The Man Builds Toilets So Children Can Grow Up Safer

A mason in northeast Nigeria is turning toilets into a lifeline for families, one household at a time

Folashade G. Adebayo, Communication Officer, UNICEF Nigeria
A toilet owner
UNICEF/2026/Aremu Adeolu
11 May 2026

Whenever Ahmad Kukuri arrives in communities like Damagum or Jakusko in northeast Nigeria, people call out his name before he even steps out of his vehicle.

Some wave from doorways. Others stop him on the road just to greet him or offer prayers.

“People tell me, May God bless you. We never thought we could own a decent toilet in our lives," Ahmad says quietly. “That makes me happy.”

For years, toilets were a luxury many families in these communities could not afford. Open defecation was normal. Children often fell sick. During the rainy season, dirty water mixed with human waste and spread disease quickly through crowded homes and schools.

Now, Ahmad spends his days moving from house to house, helping families build toilets that are safer, cleaner and dignified.

Under his arm is almost always a worn blue ledger book and a pen. Inside the book are names, payment records and instalment plans. But for Ahmad, the book represents something much bigger.

Hope.

“This book contains the names of families paying gradually for their toilets,” he says. “Whenever they make a payment, I tick their names until the loan is completed.”

He knows nearly every compound in the communities where he works. He knows which homes have elderly people, which families have many children, which households waited years to afford even the simplest toilet.

“Almost every improved toilet you see around here, I have worked on it,” he says with a smile carrying equal parts pride and disbelief.

A toilet owner installing a SATO pan
UNICEF/2026/Aremu Adeolu Alhaji Ahmad Kukuri in the process of checking and installing a SATO pan in one of the ongoing project.

The work is physically exhausting. Cement dust coats his clothes. The heat can be unforgiving. Some days stretch late into the evening.

But Ahmad keeps going because he has seen what a toilet can mean to a family.

Not comfort.

Protection.

Especially for children.

In many communities across northeast Nigeria, children remain vulnerable to diseases linked to unsafe sanitation and contaminated water. Open defecation increases the spread of diarrhoea, cholera and other illnesses that continue to threaten children’s lives.

According to the World Health Organization, a single gramme of human faeces can contain millions of viruses and bacteria. Diseases linked to unsafe sanitation remain one of the leading causes of preventable illness and death among children.

In collaboration with the Yobe State Government, UNICEF is supporting efforts to end open defecation through a sanitation financing initiative funded by the Government of Germany through KfW.

The approach allows vulnerable households to build improved toilets without paying the full amount upfront.

Entrepreneurs like Ahmad access financing through selected microfinance banks, construct the toilets for families, and households repay gradually through agreed instalments.

A man and his family
UNICEF/2026/Aremu Adeolu Babale Musa also known as Mai kayanmiya with his familiy are a beneficiary of the new toilet built by Alhaji Ahmad Kukuri

For many families, it is the first time owning a proper toilet has felt possible.

“My mission is to see Yobe become open defecation-free,” Ahmad says. “Now that people can pay in instalments, demand is very high. Families who waited decades can finally build good toilets.”

Inside Ahmad’s small shop are stacks of blue Sato pans in different sizes.

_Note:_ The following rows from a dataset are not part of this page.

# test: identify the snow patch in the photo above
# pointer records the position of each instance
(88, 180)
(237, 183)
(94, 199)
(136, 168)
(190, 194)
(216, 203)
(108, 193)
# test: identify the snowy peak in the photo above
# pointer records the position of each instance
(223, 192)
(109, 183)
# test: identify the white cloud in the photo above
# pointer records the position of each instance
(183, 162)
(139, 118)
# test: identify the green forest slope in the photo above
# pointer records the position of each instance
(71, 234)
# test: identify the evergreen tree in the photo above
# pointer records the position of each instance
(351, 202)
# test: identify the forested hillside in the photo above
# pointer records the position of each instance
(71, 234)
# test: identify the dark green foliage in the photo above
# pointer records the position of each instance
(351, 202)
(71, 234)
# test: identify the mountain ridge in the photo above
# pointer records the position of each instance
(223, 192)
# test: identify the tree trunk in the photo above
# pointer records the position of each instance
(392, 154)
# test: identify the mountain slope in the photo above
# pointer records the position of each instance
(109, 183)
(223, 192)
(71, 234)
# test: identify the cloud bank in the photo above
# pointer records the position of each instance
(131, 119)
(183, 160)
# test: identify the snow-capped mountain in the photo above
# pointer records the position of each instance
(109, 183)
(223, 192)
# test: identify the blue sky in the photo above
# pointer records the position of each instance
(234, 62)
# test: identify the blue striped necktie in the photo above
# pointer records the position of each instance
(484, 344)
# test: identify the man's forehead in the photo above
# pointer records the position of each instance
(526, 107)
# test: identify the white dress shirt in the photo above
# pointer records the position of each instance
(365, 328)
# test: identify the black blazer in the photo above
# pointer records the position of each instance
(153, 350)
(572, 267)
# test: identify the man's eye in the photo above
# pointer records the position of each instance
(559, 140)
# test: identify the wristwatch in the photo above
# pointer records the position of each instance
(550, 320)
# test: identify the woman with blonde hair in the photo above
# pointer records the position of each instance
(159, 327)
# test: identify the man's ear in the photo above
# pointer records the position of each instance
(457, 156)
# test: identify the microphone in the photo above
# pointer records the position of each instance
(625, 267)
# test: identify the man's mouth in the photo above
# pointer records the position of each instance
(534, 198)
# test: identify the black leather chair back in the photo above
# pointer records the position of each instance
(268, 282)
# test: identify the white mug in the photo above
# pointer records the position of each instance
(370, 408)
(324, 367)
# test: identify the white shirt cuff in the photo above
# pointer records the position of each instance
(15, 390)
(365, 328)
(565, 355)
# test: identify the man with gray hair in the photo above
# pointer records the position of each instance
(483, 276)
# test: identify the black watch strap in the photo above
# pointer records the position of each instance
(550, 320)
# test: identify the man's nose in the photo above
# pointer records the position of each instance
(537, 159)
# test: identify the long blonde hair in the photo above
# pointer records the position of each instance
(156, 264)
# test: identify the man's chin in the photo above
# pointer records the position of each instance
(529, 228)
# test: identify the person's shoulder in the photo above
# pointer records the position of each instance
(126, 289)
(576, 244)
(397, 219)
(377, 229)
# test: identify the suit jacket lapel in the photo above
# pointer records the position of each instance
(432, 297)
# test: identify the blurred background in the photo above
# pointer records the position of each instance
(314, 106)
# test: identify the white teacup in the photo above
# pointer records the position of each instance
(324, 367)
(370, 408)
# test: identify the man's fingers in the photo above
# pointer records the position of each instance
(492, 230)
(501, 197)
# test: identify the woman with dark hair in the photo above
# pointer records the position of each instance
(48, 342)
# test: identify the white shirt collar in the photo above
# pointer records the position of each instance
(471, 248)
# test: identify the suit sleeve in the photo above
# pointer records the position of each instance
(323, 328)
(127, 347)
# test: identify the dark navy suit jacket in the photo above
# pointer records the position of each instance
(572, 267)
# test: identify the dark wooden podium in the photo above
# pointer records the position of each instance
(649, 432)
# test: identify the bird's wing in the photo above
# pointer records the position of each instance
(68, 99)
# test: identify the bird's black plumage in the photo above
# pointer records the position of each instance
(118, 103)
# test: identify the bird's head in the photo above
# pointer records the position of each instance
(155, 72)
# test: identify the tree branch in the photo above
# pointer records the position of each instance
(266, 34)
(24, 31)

To most people, they are ordinary sanitation materials.

To Ahmad, they represent transformation.

“Improved toilets do not smell. They do not attract flies. They use little water and are easier to keep clean,” he explains. “People feel proud owning them. It has become something people aspire to have.”

Since 2016, Ahmad has constructed more than 100 improved toilets across Potiskum, Gashua, Jakusko and Fune.

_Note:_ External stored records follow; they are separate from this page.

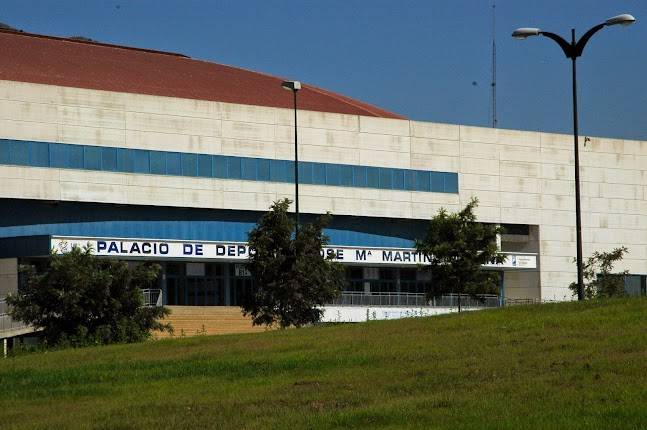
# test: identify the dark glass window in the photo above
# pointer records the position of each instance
(373, 177)
(39, 154)
(263, 169)
(233, 167)
(256, 169)
(158, 163)
(249, 167)
(189, 165)
(410, 180)
(278, 171)
(386, 178)
(398, 179)
(319, 173)
(75, 153)
(219, 166)
(125, 162)
(305, 172)
(204, 165)
(346, 175)
(141, 161)
(58, 155)
(422, 181)
(109, 159)
(359, 176)
(173, 163)
(333, 174)
(92, 158)
(290, 171)
(19, 152)
(5, 157)
(438, 182)
(451, 182)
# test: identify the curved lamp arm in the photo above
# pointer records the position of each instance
(566, 47)
(579, 47)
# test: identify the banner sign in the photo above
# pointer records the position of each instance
(238, 251)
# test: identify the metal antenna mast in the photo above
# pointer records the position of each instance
(493, 84)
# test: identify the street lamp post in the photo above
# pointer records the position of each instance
(295, 86)
(573, 50)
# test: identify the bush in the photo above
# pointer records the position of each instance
(292, 279)
(80, 299)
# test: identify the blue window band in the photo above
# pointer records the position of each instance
(85, 157)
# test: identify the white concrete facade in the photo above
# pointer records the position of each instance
(519, 177)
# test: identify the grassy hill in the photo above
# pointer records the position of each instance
(571, 365)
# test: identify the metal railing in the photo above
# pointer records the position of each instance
(152, 297)
(6, 322)
(352, 298)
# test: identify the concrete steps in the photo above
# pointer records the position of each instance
(208, 320)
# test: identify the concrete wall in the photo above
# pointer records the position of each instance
(519, 177)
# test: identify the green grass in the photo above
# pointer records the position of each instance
(571, 365)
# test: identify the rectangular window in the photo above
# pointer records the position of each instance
(75, 154)
(333, 174)
(386, 180)
(58, 155)
(125, 161)
(398, 179)
(422, 181)
(346, 175)
(19, 151)
(373, 177)
(305, 172)
(109, 159)
(141, 161)
(233, 167)
(437, 182)
(248, 169)
(5, 158)
(158, 162)
(39, 154)
(189, 165)
(289, 171)
(92, 158)
(359, 176)
(174, 163)
(279, 170)
(451, 182)
(204, 166)
(263, 169)
(410, 180)
(219, 166)
(319, 173)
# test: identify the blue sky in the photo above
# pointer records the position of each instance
(427, 60)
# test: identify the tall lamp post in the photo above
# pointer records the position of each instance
(573, 50)
(295, 86)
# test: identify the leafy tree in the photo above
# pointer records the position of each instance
(80, 299)
(292, 279)
(458, 247)
(598, 280)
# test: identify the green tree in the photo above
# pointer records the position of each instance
(598, 280)
(80, 299)
(458, 247)
(292, 279)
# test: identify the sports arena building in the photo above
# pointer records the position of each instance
(154, 155)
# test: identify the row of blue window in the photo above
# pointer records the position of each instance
(59, 155)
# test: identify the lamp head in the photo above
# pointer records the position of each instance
(523, 33)
(624, 19)
(291, 85)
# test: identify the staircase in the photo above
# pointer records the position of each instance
(208, 320)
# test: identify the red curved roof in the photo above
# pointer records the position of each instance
(27, 57)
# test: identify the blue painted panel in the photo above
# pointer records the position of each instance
(42, 154)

But the business has changed more than communities. It has changed him too.

Before this work, Ahmad sold concrete blocks for a living. He remembers laughing when he was first invited for sanitation training nearly a decade ago.

“They were talking about toilet business,” he says, shaking his head at the memory. “Honestly, I thought, ‘How can someone do this kind of work?’”

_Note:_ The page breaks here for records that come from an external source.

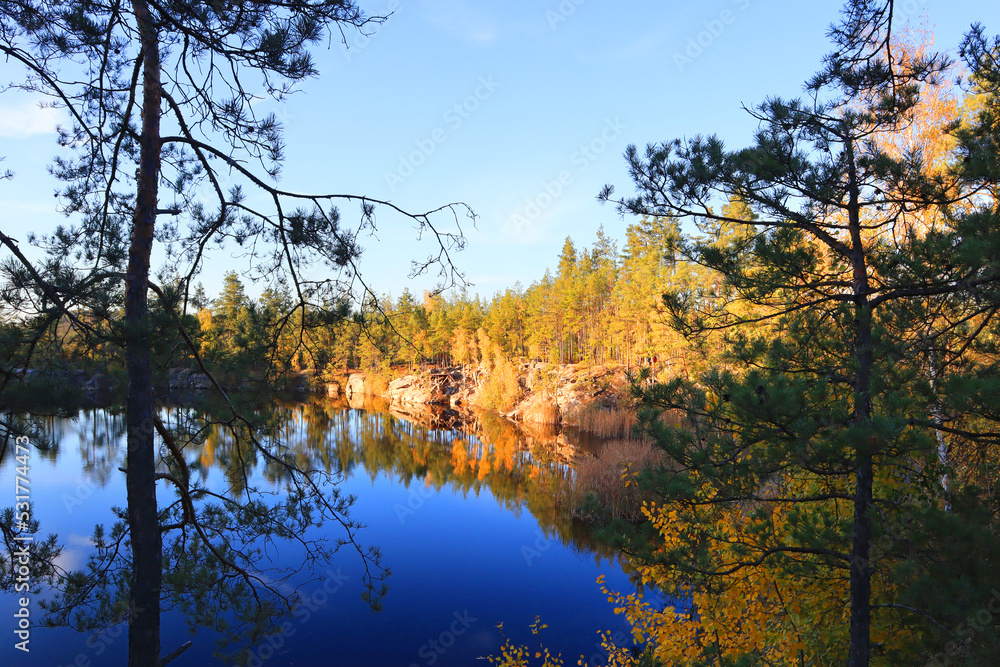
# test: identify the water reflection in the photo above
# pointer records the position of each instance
(526, 472)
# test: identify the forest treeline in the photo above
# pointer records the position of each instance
(601, 304)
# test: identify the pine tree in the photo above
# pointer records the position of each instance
(816, 434)
(165, 126)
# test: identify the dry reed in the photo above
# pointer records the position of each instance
(608, 477)
(605, 422)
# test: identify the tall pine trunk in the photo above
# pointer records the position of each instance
(859, 652)
(144, 528)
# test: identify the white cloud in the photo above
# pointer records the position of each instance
(26, 119)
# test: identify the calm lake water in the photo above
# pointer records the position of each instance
(473, 519)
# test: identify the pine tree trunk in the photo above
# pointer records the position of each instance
(144, 528)
(861, 581)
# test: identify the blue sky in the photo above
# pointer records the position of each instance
(520, 109)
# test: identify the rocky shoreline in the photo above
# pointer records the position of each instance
(547, 393)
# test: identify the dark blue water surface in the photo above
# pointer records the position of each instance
(474, 523)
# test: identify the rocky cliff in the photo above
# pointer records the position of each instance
(547, 393)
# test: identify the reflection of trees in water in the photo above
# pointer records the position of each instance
(432, 447)
(520, 467)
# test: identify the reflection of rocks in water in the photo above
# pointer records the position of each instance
(430, 416)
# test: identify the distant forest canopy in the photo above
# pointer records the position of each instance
(601, 305)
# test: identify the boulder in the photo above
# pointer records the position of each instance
(416, 389)
(539, 408)
(355, 384)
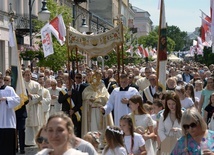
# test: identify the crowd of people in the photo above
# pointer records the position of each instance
(91, 111)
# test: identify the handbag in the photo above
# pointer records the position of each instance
(168, 144)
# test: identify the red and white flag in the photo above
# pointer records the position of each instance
(146, 52)
(47, 43)
(143, 51)
(130, 50)
(57, 27)
(137, 51)
(162, 49)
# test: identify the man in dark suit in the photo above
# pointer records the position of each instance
(186, 75)
(71, 105)
(131, 81)
(110, 73)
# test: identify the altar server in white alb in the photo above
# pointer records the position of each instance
(8, 101)
(34, 120)
(119, 99)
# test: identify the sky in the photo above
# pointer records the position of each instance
(184, 14)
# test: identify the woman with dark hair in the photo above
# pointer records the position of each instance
(114, 140)
(205, 94)
(186, 101)
(209, 110)
(60, 132)
(134, 142)
(169, 123)
(196, 138)
(142, 121)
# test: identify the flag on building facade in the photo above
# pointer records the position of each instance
(57, 27)
(162, 49)
(17, 79)
(212, 22)
(206, 30)
(47, 43)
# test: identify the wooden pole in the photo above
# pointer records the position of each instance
(118, 64)
(68, 57)
(158, 48)
(77, 59)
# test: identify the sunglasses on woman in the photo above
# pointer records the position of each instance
(187, 126)
(40, 140)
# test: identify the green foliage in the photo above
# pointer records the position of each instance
(178, 36)
(152, 41)
(208, 57)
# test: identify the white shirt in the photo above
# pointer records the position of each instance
(138, 142)
(116, 151)
(187, 103)
(7, 113)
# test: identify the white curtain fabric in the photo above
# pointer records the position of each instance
(95, 45)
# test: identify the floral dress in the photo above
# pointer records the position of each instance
(192, 146)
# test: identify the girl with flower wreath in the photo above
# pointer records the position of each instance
(114, 140)
(134, 142)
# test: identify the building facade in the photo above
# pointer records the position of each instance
(21, 23)
(142, 22)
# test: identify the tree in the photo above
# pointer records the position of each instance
(178, 36)
(152, 40)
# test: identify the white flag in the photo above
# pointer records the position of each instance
(47, 43)
(11, 36)
(18, 82)
(57, 27)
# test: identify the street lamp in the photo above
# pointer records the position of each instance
(84, 26)
(43, 15)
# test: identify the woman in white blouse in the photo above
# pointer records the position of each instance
(169, 123)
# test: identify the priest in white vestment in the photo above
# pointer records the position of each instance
(45, 102)
(33, 120)
(94, 97)
(54, 92)
(119, 99)
(8, 101)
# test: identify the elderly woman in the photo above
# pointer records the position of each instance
(42, 139)
(60, 133)
(196, 138)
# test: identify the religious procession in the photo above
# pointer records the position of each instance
(158, 107)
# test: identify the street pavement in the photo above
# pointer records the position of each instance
(33, 150)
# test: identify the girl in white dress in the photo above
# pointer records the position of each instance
(134, 142)
(114, 139)
(142, 121)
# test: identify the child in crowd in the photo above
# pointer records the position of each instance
(209, 109)
(134, 142)
(142, 121)
(114, 139)
(186, 102)
(189, 92)
(93, 138)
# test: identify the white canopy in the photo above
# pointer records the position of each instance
(95, 45)
(173, 57)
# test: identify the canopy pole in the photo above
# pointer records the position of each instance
(77, 59)
(118, 64)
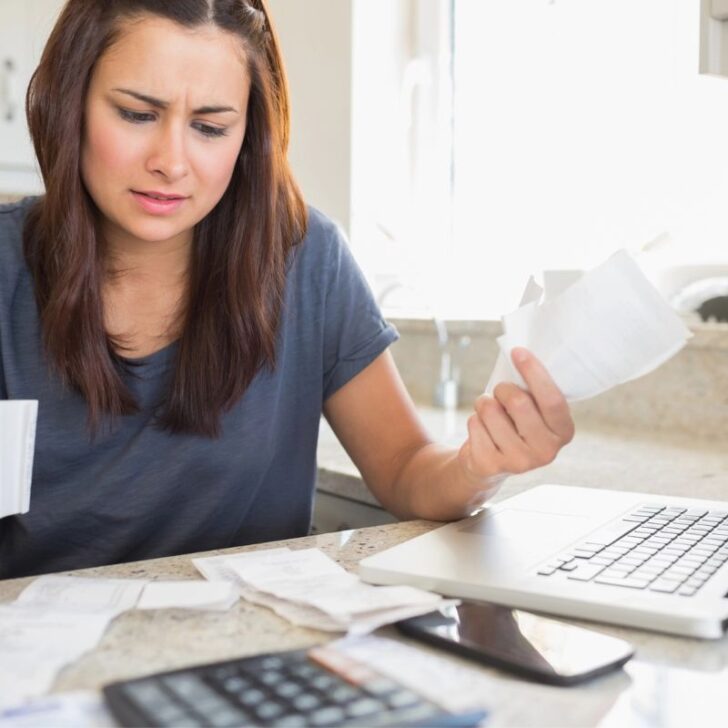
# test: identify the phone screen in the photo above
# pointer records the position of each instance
(527, 643)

Now he speaks about sanitation with the conviction of someone who has seen its impact up close.

Children missing school because of illness. Mothers struggling without privacy. Families living with the constant risk of disease.

Today, Ahmad employs more than 30 workers.

“What started as something I laughed about has changed my life completely,” he says. “UNICEF trained us properly and taught us standards. But beyond business, this work gives me purpose.”

He pauses briefly before adding:

“When a child grows up healthier because their family finally has a toilet, that means something.”

In communities where children once risked falling sick simply because there was nowhere safe or clean to use a toilet, Ahmad is helping change that reality quietly, one household at a time. With cement-stained hands, a ledger book tucked under his arm and years of persistence behind him, he is doing more than building toilets. He is helping families protect their children, reclaim dignity and imagine a healthier future.